Gwyllyn Samuel Newton Ford May 1, 1916 – August 30, 2006

Glenn Ford
“When I’m on camera, I have to do things pretty much the way I do things in everyday life. It gives the audience someone real to identify with.”

It’s a gorgeous name, isn’t it? Beginning with a touch of the nebulous, but nonetheless strong, trustworthy and clear.

My earliest memories of Glenn Ford probably originate from a movie that came out the year I was born, Richard Donner’s Superman. As is so often the case with many of my favorite things, I come in late and grew up watching Glenn Ford’s career backwards. Some time in my childhood, probably 6 or so years after it’s release in theaters I get to watch Superman. Too young for much more of the Superman mythos than Superfriends it’s probably a revelation to me that Superman is an alien, was young or even had parents and this is where I meet Glenn Ford for the first time, with his turn as Jonathan Kent. He’s gentle and smiling and reminds me of my Grandad who is my most favorite person in my small little world. But what does it, is the moment little Kal-El lifts the old pickup truck, (which also reminds me of my Grandad’s) as Kent is trying to change the tire, the amazement that falls across his face, and in that moment we share wonder and awe and I became instantly pals with Glenn Ford.

A few years later I catch Midway at my grandaparent’s house on a Sunday afternoon. Sunday is always for spending at the grandparents after church. Sometimes I just ride home with them and my Mom follows along with the little brothers. Grandma usually gives me a butterscotch in the car. When I get out of the church clothes and shoes Grandaddy and I watch Little Rascals, Tarzan, the Lone Ranger and Martin and Lewis movies while Grandma and Mommy makes lunch. After lunch the matinee movies, Westerns and WWII spetacles, come on and my aunt Linda, Grandaddy and I play board games- Monopoly, Mousetrap, Connect Four and Yahtzee. All sorts of games. As I get older I get into the cartoons and play the board games with my brothers, or play outside. And even older still I go back to watching the afternoon movies with my Grandad. Midway always stands out as the moment I realize they are using actual combat footage. The dogfights are real. History becomes a little more open to me and I start to see exactly how huge this event called World War II was. Rear Admiral Glenn Ford is there, Superman’s dad, wow. (So is Mister Miaygi, but I don’t make this connection until many years later)

Then I see a lot of movies. I watch movies all over the place trying to make up for lost time. Still playing catch up, you see. I get a job at a movie theater and use the money from my paycheck to see more movies, to buy movies. I go to New York at some point and geek out over the Lions at the NY Public Library, because it’s like a sign that says ‘Ray, Peter, and Egon were here!’ My friends think I’m crazy. They’re probably right. I am one of the scary ones that decides cinema is a life supplement the way ECT is mental health supplement.

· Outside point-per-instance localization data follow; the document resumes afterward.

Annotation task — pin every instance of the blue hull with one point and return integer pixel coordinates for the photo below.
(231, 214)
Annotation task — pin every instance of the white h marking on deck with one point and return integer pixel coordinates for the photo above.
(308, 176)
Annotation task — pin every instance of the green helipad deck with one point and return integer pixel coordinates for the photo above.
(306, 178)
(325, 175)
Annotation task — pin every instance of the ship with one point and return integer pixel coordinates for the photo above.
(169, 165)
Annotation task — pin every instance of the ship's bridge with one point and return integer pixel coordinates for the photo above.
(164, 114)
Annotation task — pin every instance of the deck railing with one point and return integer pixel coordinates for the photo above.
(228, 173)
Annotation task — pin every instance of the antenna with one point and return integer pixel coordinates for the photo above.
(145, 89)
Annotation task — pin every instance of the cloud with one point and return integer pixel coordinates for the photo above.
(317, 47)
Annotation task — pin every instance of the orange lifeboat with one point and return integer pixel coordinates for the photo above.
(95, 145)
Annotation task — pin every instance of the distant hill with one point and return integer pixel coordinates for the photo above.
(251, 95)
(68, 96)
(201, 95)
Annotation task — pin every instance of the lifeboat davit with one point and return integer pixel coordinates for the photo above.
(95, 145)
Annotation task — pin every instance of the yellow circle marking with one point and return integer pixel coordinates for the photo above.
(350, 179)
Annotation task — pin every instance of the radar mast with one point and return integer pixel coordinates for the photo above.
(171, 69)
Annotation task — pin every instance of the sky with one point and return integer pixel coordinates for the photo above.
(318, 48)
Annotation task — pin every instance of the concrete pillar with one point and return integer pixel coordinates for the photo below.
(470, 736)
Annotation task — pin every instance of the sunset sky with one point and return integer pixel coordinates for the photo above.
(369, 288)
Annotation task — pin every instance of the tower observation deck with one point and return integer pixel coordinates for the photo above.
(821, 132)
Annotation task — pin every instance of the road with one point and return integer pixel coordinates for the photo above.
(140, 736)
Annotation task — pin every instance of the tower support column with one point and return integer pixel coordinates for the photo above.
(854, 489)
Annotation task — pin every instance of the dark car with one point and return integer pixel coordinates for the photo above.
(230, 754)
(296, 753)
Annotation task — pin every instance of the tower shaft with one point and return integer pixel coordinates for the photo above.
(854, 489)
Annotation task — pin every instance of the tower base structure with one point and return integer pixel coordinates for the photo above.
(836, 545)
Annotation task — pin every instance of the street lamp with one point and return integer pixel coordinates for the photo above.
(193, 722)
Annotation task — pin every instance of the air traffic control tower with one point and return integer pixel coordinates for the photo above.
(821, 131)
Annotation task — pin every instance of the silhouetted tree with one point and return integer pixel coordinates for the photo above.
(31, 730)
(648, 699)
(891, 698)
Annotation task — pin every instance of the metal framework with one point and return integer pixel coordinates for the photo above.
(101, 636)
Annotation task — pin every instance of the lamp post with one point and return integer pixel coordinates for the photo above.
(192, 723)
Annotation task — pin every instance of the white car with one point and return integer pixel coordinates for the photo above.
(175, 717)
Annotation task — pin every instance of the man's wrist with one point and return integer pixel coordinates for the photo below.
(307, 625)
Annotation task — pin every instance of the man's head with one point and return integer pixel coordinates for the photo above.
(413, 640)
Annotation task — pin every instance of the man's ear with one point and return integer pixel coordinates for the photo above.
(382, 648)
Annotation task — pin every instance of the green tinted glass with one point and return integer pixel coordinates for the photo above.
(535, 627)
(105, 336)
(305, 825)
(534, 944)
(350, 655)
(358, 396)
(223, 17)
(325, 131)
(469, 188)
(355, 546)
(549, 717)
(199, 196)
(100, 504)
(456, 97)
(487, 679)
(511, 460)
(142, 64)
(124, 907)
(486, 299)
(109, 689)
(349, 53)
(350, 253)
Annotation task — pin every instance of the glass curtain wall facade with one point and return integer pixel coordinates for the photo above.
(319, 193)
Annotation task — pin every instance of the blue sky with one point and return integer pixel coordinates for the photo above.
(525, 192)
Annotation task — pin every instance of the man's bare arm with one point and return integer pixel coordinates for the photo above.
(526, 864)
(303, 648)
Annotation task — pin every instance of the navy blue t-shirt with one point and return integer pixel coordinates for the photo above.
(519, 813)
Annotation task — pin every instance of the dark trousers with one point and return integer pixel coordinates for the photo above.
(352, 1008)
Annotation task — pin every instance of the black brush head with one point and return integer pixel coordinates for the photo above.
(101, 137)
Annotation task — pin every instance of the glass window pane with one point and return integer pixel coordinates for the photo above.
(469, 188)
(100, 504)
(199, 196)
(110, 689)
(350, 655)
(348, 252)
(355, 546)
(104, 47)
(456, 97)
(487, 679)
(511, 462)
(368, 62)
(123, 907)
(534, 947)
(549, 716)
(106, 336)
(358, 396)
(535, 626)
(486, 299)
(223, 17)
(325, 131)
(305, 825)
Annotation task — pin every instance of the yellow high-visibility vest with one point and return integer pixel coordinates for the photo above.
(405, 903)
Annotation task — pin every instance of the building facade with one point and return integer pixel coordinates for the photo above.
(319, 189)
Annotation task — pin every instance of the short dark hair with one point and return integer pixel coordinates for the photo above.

So I go to college where I can watch even more movies by taking classes about them. Which leads me back to my old friend Glenn Ford again because I take particular interest in film noir, of which Gilda is well known for being. And this is Glenn unlike I’d ever seen him, he’s intense and vile, possessed with hatred and passion for Rita Hayworth. This is Eddie’s Father! The teach who faced off with vic Morrow. It’s hard to reconcile him with Jonathan Kent now. Gilda has so much going on in it, racy and dark, but always, always I see Glenn Ford’s eyes watching and speaking. And it never fails to put me in awe.

An amazing talent, and prolific man of the times, I wanted people to realize that when we lose these folks it should be something you stop and take note of. The world is so obsenely large now and full of conflict and greed and anonymity that losing an icon like Glenn Ford is more than sad, it hurts. Did not know him, but all the same. It is a condition that these people you have relationships with in dark theaters and on television screen become part of your life, prompting emotion and thought through their performances and the gold ones, the treasures, like Glenn Ford- even though you don’t know them- you know them, they are a world, a history, memories. Surprising and enchanting. So observe tribute.